Depuis son affrontement avec les combattants kurdes du 19 juin dernier à Şemdinli (province de Hakkari) – le plus sanglant depuis longtemps – l’armée turque a massé 10 000 soldats près de la frontière irakienne, ce qui ressemble fort à la préparation d’une action d’envergure visant à envahir le Kurdistan irakien avec l’aide logistique des satellites américains et des drones israéliens. Pourquoi se gênerait-elle ? Ses précédentes incursions en territoire irakien, au mépris du droit international, n’ont provoqué aucunes protestations, si ce n’est celle récente d’Hoshyar Zebari, ministre irakien des Affaires étrangères, pour qui les attaques aériennes turques qui se poursuivent depuis des mois sont “sans conteste une violation de l’indépendance, de la souveraineté de l’Irak et des bonnes relations entre pays voisins.”
L’expérience nous fait dire que cette guerre va se poursuivre également sur un autre terrain, celui de la guérilla urbaine : un premier attentat contre un autocar transportant des militaires s’est d’ailleurs déjà produit à Istanbul (cf. Ouest-France du 23 juin 2010).

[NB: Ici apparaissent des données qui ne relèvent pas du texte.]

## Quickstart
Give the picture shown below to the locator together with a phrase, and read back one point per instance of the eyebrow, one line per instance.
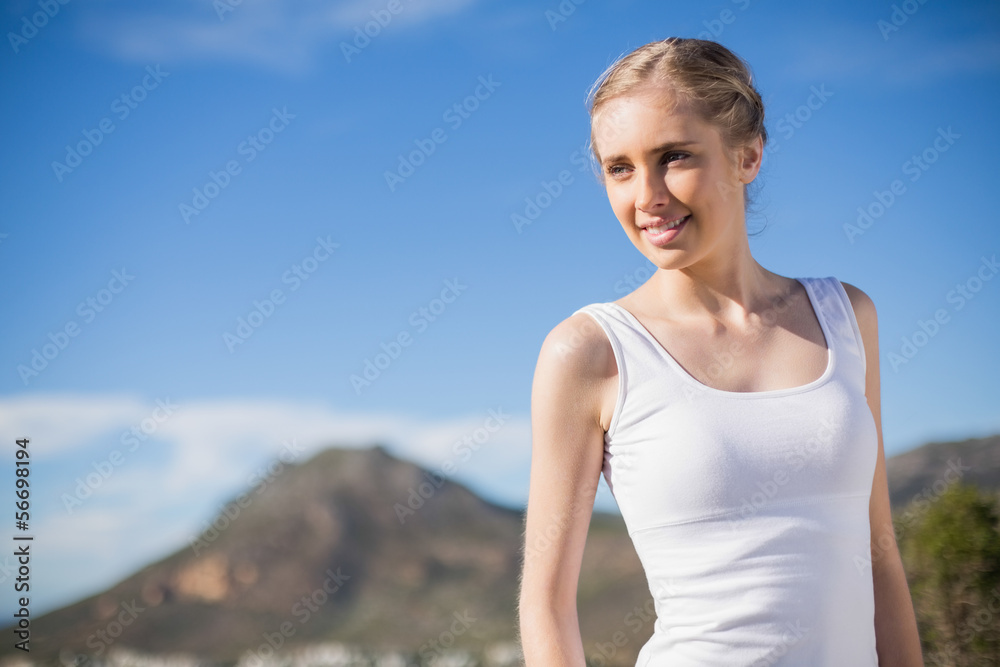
(662, 148)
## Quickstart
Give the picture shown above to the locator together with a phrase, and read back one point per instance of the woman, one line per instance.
(734, 412)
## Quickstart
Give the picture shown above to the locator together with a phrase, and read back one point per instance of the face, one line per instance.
(672, 183)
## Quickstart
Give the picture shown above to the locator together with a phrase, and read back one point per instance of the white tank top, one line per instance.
(748, 510)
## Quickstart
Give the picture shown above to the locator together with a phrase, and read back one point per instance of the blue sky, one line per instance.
(201, 242)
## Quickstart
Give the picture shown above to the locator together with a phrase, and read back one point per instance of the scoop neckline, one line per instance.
(698, 384)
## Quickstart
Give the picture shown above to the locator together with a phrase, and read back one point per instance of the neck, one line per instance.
(729, 285)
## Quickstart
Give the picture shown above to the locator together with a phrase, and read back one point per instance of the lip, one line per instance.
(663, 238)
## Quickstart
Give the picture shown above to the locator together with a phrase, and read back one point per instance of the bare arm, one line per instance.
(896, 638)
(567, 452)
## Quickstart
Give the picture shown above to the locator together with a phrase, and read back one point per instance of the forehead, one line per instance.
(650, 117)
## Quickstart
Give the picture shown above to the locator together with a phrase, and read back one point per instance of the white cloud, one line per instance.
(60, 422)
(285, 35)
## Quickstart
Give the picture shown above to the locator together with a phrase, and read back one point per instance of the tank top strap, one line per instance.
(834, 307)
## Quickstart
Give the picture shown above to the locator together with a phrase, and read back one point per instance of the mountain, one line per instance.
(358, 547)
(921, 473)
(355, 546)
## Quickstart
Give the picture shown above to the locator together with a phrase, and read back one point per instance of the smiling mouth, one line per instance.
(662, 227)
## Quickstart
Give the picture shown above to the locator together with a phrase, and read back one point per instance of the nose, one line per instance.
(651, 190)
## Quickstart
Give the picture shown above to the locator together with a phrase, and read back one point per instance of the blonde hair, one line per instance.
(716, 82)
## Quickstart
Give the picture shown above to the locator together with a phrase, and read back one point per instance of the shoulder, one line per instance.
(578, 348)
(864, 308)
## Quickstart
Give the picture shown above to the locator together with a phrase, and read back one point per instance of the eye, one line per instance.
(616, 170)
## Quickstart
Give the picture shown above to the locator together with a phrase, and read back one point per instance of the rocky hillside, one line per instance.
(358, 547)
(354, 546)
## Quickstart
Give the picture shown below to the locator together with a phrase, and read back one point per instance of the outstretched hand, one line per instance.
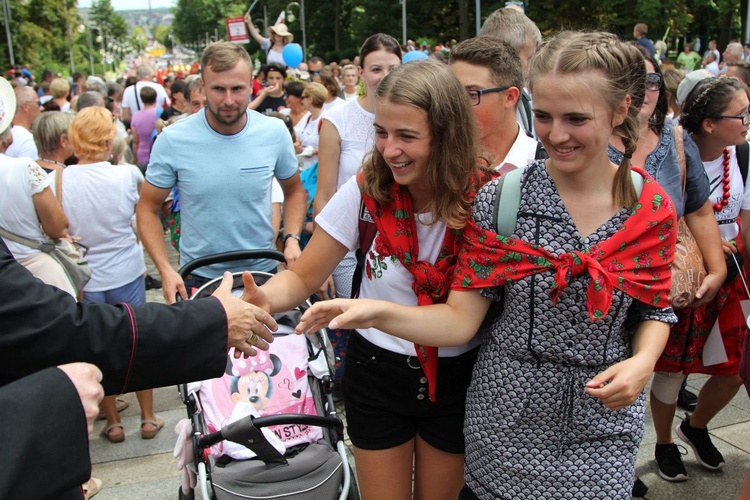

Qui va arrêter la spirale de la violence ? L’attitude autiste de la Turquie a fini par décourager tous ceux et celles, nombreux chez les Kurdes, qui souhaitaient vraiment ouvrir des négociations de paix. Beaucoup d’ailleurs ont été arrêtés et mis en détention ; le procès de 151 d’entre eux ne va pas tarder à s’ouvrir, un procès politique du style des procès de Moscou, avec, comme objectif fixé d’avance, de lourdes condamnations. Plus rien ni personne se semble pouvoir retenir les partisans de la violence, alors que chacun répète à l’envi que la guerre ne résoudra rien.
Ce gouvernement turc qui s’est complètement déconsidéré avec l’arrestation du “groupe de la paix” et ses propositions de révision constitutionnelle qui n’apportent aucune réponse à la question kurde continue à jouir encore d’une certaine considération au niveau international : ainsi, Bernard Guetta lui-même, dans sa chronique de France Inter à caractère géopolitique, a cru devoir saluer “le coup politique audacieux et imaginatif” du gouvernement turc à qui revient le mérite, selon le chroniqueur, d’avoir fait bouger Benyamin Netanyahou dans l’affaire du blocus de la bande de Gaza : “là où la diplomatie comme la violence avaient échoué, l’intelligence politique a réussi” !
Mais, Monsieur Guetta, la politique du gouvernement turc vis-à-vis des Kurdes, c’est du Benyamin Netanyahou dans le texte ! La (fausse) diplomatie comme la violence se conjuguent en Turquie au quotidien ! Si intelligence politique il y a, le courage politique, lui, n’est pas au rendez-vous.